3. Overuse of the word "I"
A cover letter that begins nearly every sentence with "I" is as boring as a conversation with someone who only talks about himself. That kind of person one avoids at all costs. Is that the way you want your reader to see you?
Focusing all the attention on yourself may seem like a good way to sell your skills. But it can also reflect lack of interest in the company, in the job, and in making a real contribution to that workplace. There's a good balance to be drawn between selling yourself and selling what you can do for the company.
Creating variety in the sentences of your cover letter is an easy way to show your interest without being self-centered. By shifting the emphasis to the recipient/company - and away from yourself - you can prove that your main interest is not just in winning the job but also in doing it effectively. Try to rewrite sentences that start with "I," "me," or "my," to start with "You," or "Your." Show how you can make a difference for them.

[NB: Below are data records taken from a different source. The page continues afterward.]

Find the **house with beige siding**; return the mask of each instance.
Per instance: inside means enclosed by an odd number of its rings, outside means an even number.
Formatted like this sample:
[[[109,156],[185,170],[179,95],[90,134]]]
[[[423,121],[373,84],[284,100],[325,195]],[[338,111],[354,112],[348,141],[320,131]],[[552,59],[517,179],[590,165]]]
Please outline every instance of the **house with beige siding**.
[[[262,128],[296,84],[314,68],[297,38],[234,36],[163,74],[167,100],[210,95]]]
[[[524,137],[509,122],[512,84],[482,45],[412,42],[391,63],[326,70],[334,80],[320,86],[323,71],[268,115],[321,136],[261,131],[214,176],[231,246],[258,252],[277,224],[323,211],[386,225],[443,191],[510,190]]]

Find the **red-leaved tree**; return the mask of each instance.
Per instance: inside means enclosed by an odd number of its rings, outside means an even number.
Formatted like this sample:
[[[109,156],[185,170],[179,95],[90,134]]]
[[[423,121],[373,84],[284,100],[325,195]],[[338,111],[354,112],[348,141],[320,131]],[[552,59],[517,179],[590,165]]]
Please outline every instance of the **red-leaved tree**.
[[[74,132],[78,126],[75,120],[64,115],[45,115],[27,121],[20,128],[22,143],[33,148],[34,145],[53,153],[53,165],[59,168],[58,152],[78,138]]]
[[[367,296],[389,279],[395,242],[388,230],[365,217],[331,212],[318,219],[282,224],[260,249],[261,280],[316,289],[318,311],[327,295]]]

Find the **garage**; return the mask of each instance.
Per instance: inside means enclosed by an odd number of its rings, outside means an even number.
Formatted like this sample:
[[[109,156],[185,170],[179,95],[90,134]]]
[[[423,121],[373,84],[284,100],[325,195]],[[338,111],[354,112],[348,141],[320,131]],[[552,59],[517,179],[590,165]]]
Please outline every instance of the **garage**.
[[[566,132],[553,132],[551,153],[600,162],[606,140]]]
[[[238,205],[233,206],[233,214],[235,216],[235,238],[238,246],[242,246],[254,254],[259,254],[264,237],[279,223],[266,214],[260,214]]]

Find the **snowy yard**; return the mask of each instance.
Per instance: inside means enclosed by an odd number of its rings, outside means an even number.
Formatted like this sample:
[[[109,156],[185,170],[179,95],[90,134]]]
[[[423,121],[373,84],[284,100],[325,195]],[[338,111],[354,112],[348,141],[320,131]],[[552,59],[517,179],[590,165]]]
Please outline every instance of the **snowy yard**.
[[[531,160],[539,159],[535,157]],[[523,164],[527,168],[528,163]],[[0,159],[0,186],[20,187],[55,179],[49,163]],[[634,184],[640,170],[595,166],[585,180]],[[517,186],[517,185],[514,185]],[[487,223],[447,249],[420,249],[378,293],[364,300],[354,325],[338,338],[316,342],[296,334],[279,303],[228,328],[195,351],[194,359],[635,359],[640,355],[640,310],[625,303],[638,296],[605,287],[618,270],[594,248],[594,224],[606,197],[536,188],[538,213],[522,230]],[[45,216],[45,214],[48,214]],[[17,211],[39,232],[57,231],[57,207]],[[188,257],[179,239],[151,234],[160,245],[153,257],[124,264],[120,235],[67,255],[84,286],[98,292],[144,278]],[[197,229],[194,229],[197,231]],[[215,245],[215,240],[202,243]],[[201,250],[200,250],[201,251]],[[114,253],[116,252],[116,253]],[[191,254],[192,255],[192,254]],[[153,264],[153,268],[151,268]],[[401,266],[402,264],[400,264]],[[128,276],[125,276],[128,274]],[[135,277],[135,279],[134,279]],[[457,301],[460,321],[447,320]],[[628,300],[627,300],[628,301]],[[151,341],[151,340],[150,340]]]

A cover letter that is poorly written may cause your resume to be ignored. But a well-crafted cover letter will invite and encourage the reader to take a closer look at your resume. You'll make a positive first impression before your resume is even opened.
Rather than making your cover letter an afterthought, take the time to really consider the type of presentation your cover letter will make. If your resume isn't winning you job interviews, consider hiring a professional resume writer to help. It's true what they say: You never get a second chance to make a good first impression.